NSLS-II-SST / rsoxs_scans

stand alone package for loading and validating RSoXS scans for NSLS-II SST-1 beamline
BSD 3-Clause "New" or "Revised" License
0 stars 0 forks source link

Trim Jupyter Notebook data #11

Closed BijalBPatel closed 1 year ago

BijalBPatel commented 1 year ago

Challenge: Uploading Jupyter notebooks to git can give huge file sizes because the output of cells is also synced (not just the code).

For unrelated projects.
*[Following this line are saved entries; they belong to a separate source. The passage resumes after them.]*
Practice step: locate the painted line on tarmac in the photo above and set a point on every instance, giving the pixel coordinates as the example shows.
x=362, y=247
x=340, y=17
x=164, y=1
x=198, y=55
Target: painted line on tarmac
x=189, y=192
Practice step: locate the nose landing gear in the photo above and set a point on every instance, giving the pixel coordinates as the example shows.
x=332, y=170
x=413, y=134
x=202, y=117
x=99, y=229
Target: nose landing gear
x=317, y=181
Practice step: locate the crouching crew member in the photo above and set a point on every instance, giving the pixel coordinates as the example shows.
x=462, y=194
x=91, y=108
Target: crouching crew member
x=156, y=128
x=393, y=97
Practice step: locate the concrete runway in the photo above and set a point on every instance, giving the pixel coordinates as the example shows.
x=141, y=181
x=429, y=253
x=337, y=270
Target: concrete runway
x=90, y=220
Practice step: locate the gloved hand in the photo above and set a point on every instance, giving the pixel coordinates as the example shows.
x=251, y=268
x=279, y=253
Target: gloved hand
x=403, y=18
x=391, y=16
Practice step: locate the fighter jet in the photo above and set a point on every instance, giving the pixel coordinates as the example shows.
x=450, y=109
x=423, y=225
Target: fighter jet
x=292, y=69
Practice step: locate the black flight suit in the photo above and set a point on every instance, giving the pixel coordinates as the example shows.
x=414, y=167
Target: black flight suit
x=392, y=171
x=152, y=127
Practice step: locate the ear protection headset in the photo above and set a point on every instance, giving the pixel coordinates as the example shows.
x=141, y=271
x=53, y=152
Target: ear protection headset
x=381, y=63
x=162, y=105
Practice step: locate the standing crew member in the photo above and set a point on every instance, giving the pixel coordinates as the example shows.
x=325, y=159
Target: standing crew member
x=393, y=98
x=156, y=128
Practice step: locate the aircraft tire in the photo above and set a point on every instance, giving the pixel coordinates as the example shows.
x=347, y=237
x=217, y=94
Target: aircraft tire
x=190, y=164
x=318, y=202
I'd addressed this by using pre-commit (https://pre-commit.com) following the protocol here:

Todo: consider whether this needs follow-up at all and elaborate on process.

BijalBPatel commented 1 year ago

Trialing this way instead - it seems easier and doesn't require extra python packages.

https://gist.github.com/33eyes/431e3d432f73371509d176d0dfb95b6e

BijalBPatel commented 1 year ago

All users would need to do is download the repository and run:

git config filter.strip-notebook-output.clean 'jupyter nbconvert --ClearOutputPreprocessor.enabled=True --to=notebook --stdin --stdout --log-level=ERROR'

In terminal within the repository folder

EliotGann commented 1 year ago

before committing, we can just remove all outputs in the jupyter menu

BijalBPatel commented 1 year ago

I think people will forget to do it. But also this is of minor concern since we only have 1 notebook in the repository. This is more an issue for data analysis heavy repositories.

Now that there is a good solution documented, we can always just revisit if it becomes a problem.